In epidemiology, we used to consider basic reproduction number \({\mathscr {R}}_{0}\) to describe the ability of the disease to spread in a population. It is an average number of additional infected individuals produced by such individual passes the disease onto before it recovers19. Referring to the classic SIR model, when \({\mathscr {R}}_{0}>1\), infected individuals will grow geometrically, causing an epidemic26. When \({\mathscr {R}}_{0}<1\), the disease will die out. It can be calculated straightforwardly by finding the ratio of infection and recovery rate. However, it is not easy to find the number from our model. We do not have a recovery rate for each variant. In addition, our model uses three variants and relies on the microscopic process in discrete time. We consider the epidemic process on an individual scale. The size of the population is limited to a certain number which is much smaller than the size of the population in the common SIR model. Trying to find the basic reproduction number of the model in this research is no longer relevant. Thus, we do not deal with the basic reproduction number for our model because the model we developed is fully different from the common SIR model. Instead of using it, we define a number that represents how big and long an epidemic spreads. We call the number the infection spread number and denote it with \(\rho \). We define it explicitly for each variant as the following.

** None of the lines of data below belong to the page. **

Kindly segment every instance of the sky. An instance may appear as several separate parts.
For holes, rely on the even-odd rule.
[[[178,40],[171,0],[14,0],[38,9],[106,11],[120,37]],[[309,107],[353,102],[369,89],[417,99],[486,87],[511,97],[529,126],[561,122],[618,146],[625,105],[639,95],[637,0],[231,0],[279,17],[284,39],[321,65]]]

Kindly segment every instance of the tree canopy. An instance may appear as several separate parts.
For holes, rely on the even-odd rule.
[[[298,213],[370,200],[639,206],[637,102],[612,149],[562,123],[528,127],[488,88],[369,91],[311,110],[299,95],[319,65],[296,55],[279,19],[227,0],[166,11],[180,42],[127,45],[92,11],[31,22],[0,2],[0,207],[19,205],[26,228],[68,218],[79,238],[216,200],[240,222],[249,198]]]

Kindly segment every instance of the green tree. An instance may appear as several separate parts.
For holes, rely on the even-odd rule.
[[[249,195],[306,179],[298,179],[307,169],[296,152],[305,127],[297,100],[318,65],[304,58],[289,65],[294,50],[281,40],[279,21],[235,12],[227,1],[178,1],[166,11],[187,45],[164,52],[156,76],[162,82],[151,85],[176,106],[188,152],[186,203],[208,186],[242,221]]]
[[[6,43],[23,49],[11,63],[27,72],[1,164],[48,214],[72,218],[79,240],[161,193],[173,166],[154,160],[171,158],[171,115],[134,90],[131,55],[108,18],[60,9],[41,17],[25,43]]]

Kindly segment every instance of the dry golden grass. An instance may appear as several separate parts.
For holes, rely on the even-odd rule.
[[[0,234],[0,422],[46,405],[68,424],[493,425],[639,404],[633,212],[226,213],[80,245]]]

$$\begin{aligned} \rho _{v}=\frac{AI^{T}_{v_{t_{f}}}\;t_{e_{v}}}{N\;t_{f}}, \; v=1,2,3 \end{aligned}$$
(16)

where \(t_{e_{v}}\) is the length of epidemic time which is defined as when the infection starts to spread and when it ends. The infection spread number has no dimension. We can interpret the number to infer how severe the epidemic is. The larger its value takes, the bigger and the longer, the size and duration of the epidemic will be.